Мне повезло, про Измит Теоретчик знал не так много: всего минут на пять, да и то вместе с его собственными соображениями.

— Бросать надо машины, — с участием глядя на Теоретчика, сказал Борька. Заметные они очень. Да и мы тоже. Закатим в кущеру (что это за слово?) и станем ночи ждать.

Когда стемнело, я провел всех по улочкам предместий к желтоватому дому, возле которого рос карагач с отпиленной верхушкой. Дорогу я вызубрил по блюмкинским наставлениям, а вот с карагачем он мне удружил. Тут у половины верхушек не было, обычай, наверное, резать их, а росли карагачи у каждого, считай, десятого дома.

Постучав частым, как велено было, стуком, я дождался, когда в воротном глазке появится чья-то голова.

"Мафуз. Абдалик" — сказал я.

Под именем Мафуза тут знали Блюмкина, а Абдалик должен был предоставить нам гостеприимство.

Этот Абдалик оказался боязливым мужичком, который решил, что прятать нас в сарае — самое гостеприимство. Правда, кормил хорошо.

Всю ночь и весь день мы в этом сарае на хорошей сухой овчине валялись, а под вечер следующего дня Абдалик с поклоном ввел в сарай пожилого турка в сером европейском костюме. По описанию — как раз Накиюддин-бека.

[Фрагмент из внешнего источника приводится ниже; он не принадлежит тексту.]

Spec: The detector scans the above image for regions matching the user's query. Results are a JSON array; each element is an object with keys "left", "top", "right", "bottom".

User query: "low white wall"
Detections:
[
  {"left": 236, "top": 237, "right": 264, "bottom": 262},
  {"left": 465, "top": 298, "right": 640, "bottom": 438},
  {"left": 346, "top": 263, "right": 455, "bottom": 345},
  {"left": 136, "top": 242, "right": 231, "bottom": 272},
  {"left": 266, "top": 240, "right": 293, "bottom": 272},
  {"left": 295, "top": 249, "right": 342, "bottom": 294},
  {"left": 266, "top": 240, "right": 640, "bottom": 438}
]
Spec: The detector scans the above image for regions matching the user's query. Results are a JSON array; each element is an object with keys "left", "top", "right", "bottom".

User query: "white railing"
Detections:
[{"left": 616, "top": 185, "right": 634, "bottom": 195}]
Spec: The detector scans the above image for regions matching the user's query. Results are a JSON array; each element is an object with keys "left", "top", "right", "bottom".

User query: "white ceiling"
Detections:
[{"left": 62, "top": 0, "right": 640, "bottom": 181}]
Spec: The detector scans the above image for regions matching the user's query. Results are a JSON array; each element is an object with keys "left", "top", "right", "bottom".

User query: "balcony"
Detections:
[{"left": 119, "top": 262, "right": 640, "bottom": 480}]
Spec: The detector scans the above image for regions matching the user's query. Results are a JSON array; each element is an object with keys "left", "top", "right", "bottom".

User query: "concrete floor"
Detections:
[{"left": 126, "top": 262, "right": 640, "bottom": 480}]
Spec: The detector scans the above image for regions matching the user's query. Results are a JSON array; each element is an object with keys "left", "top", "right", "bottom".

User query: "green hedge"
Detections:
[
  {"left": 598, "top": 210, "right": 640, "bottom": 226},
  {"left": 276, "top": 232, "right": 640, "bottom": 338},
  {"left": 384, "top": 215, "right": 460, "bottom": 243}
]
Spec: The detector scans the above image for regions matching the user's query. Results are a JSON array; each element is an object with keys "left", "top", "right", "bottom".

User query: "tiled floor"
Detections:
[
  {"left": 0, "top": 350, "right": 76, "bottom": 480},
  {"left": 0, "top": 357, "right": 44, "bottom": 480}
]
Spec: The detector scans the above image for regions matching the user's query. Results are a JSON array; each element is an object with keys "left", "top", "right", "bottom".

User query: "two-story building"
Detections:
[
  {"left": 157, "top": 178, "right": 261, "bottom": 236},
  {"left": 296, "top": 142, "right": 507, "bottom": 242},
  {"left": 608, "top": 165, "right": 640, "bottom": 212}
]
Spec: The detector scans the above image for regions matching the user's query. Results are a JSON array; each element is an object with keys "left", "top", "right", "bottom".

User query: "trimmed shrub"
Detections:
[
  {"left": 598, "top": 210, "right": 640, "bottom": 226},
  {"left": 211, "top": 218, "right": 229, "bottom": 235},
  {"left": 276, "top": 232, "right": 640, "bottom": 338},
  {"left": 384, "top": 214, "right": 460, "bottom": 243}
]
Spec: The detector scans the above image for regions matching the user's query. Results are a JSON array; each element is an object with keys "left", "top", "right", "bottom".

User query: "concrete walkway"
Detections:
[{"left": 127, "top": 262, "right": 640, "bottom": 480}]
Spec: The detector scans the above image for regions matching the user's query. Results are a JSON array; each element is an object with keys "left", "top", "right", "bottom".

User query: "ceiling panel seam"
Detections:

Я потянулся за мешком, в котором хранил папку, как вдруг со двора раздались крики, топот и гомон. Накиюддин-бек побелел, а Борька высунул голову за дверь.

— Вели твоего бека! — с усмешкой сказал он мне, — весь двор солдатами забит. Кавалерия. Спешиваются, щас рыскать начнут.

Я втолкнул Накиюддин-бека в руки Степану.

— Береги его!

Затем, перебросившись парой фраз, анархисты приготовились. Прошло несколько минут, и дверь сарая распахнулась. На пороге толпились солдаты с нацеленными в темноту (ламповый фитиль Лев прикрутил едва началась суматоха) карабинами, задевая друг друга ножнами сабель.

Из темноты грянули выстрелы. Пулемет, три винтовки и три пистолета буквально выбросили солдат во двор, а вслед за ними, не давая и секундной передышки, ринулись мы.

Мы палили во всякого не из нашей компании, палили плотно и яростно. Боюсь, Абдалика тоже завалили под горячую руку, ну, а что делать?

Зато нам удалось оттеснить солдат в дом, завладеть их лошадьми и, пока Теоретчик поливал дом огнем, остальные с гиканьем вылетели на улицу. Степан держал у себя на седле Накиюддин-бека, который пытался указывать дорогу, но бек делал это по-французски и Степан, несмотря на свое прошлое, мало что понимал. Цирковых терминов бек не употреблял.